Ohmefentanyl is an extremely potent opioid analgesic drug which selectively binds to the µ-opioid receptor. Ohmefentanyl is one of the most potent μ-opioid receptor agonists known, comparable to super-potent opioids such as carfentanil and etorphine which are only legally used for tranquilizing large animals such as elephants in veterinary medicine. In mouse studies, the most active isomer 3R,4S,βS-ohmefentanyl was 28 times more powerful as a painkiller than fentanyl, the chemical from which it is derived, and 6300 times more powerful than morphine. Ohmefentanyl has three stereogenic centers and eight stereoisomers, which are named F9201–F9208. Researchers are studying the different pharmaceutical properties of these isomers.

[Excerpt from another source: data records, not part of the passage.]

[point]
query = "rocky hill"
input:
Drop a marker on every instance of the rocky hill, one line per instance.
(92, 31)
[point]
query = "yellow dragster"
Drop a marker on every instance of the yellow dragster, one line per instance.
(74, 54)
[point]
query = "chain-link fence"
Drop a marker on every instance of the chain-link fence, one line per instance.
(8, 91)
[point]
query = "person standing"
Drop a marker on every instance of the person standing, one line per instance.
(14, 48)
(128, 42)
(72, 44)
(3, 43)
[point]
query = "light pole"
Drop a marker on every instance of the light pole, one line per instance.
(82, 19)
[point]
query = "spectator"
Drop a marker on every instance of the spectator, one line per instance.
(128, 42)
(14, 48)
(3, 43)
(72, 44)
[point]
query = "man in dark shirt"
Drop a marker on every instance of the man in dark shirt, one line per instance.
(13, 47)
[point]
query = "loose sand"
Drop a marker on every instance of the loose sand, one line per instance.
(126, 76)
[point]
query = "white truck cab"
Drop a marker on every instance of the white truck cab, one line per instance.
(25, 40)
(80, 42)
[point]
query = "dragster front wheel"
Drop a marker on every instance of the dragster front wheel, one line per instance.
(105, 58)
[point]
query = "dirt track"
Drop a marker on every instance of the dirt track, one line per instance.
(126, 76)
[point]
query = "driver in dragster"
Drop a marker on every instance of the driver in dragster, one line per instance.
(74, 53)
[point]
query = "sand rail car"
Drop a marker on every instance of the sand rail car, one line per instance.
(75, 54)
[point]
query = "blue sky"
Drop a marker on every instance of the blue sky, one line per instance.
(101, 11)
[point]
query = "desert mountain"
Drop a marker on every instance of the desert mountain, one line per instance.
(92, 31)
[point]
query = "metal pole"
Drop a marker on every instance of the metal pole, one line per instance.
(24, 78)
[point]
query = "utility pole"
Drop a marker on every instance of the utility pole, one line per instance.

The 4″-fluoro analogue of the 3R,4S,βS isomer of ohmefentanyl is one of the most potent opioid agonists yet discovered, possessing an analgesic potency approximately 18,000 times that of morphine. Other analogues with potency higher than that of ohmefentanyl itself include the 2′-fluoro derivative, and derivatives where the N-propionyl group was replaced by N-methoxyacetyl or 2-furamide groups, or a carboethoxy group is added to the 4-position of the piperidine ring. The latter is listed as being up to 30,000 times more potent than morphine. Side effects of fentanyl analogues are similar to those of fentanyl itself, which include itching, nausea and potentially serious respiratory depression, which can be life-threatening. Illicitly used fentanyl analogues have killed hundreds of people throughout Europe and the former Soviet republics since the most recent resurgence in use began in Estonia in the early 2000s, and novel derivatives continue to appear.
Synthesis
The synthesis of ohmefentanyl is more complex than the synthesis of fentanyl and some of its related analogues, requiring more reagents, equipment, and time compared to the synthesis of fentanyl. The synthesis of ohmefentanyl is accomplished starting from 1-Benzyl-3-methyl-4-piperidinone from which the imine is formed by reaction with aniline. The obtained imine is reduced using sodium borohydride to yield the amine which is then reacted with propionic anhydride. In the next step of the synthesis, the benzyl protecting group is removed from the piperidine ring by catalytic hydrogenation to give the secondary amine which is then reacted with 2-bromoacetophenone, after which the ketone is reduced with sodium borohydride to form ohmefentanyl.